In essence, state-owned Chinese corporations provide financing and white-collar expertise for infrastructure projects in exchange for the extraction of natural resources. But such indiscriminate policy devoid of any political considerations further entrenches nondemocratic regimes, legitimizes government and business corruption, and crowds out local workers and firms. Such negative consequences have elicited criticism from native Africans, despite the continued support of Chinese investment from African political leaders and governments who feel that Chinese involvement legitimizes their regimes. While resentment of Chinese investment is growing with local Africans, most Africans still maintain a neutral or positive opinion of Chinese firms.
Native Africans have decried the more than one million Chinese settlers and numerous businesses for disregarding local customs as well as ignoring local labor laws and failing to comply with trade unions and environmental regulations. China’s “no strings attached” policy, thus, leads it to invest in countries with deplorable human rights records and rampant corruption and legitimizes the rule of leaders such as Jose Eduardo dos Santos in Angola, Omar al-Bashir in Sudan, and Robert Mugabe in Zimbabwe. It is resentment of this policy, along with civil war in South Sudan that is ultimately testing the sustainability of China’s foreign policy in Africa.
In the past two months, China’s non-interventionism has been turned upside down as its oil assets have been threatened by the outbreak of war in South Sudan. A small contingent of Chinese peacekeepers has arrived in South Sudan, and a total of 700 are slated to be in place before April. This provision of forces will be a marked transition to responding to internal political developments in countries of economic interest to the Chinese. The Chinese are looking to protect the oil interests of the China National Petroleum Corporation, which holds a 40 percent stake in the Greater Nile Petroleum Operating Company, the largest oil company in South Sudan. To protect these investments, China has taken a hands-on diplomatic approach, from advocating for peace talks to negotiating an expansion of the United Nations Mission in South Sudan. China’s involvement in South Sudan is a telltale sign of the decreasing utility of its non-intervention policy and of a possible shift to a policy more in line with that of the United States.
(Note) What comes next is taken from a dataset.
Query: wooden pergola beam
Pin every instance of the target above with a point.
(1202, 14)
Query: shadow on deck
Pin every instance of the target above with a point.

Despite a recent attempt at the expansion of its soft power in Africa, China has become entangled in military intervention in domestic affairs in South Sudan. Moreover, native Africans, although still maintaining a net positive image of China, have become increasingly disillusioned with its indiscriminate investment without regard for human rights advocacy or the reinforcement of good governance like the United States does. Although China will maintain a comparative investment advantage to the United States for the foreseeable future due to stronger and more flexible government support, the rising power must alter its non-intervention strategy and seek to better aid positive changes in internal governance and promote local stability. In order to follow through on its rhetorical claims of win-win investments projects in Africa, China should adopt a more activist and interventionist strategy by ensuring internal political stability in the countries in which it invests so that its investments serve to further Chinese wealth as well as to facilitate good governance in Africa.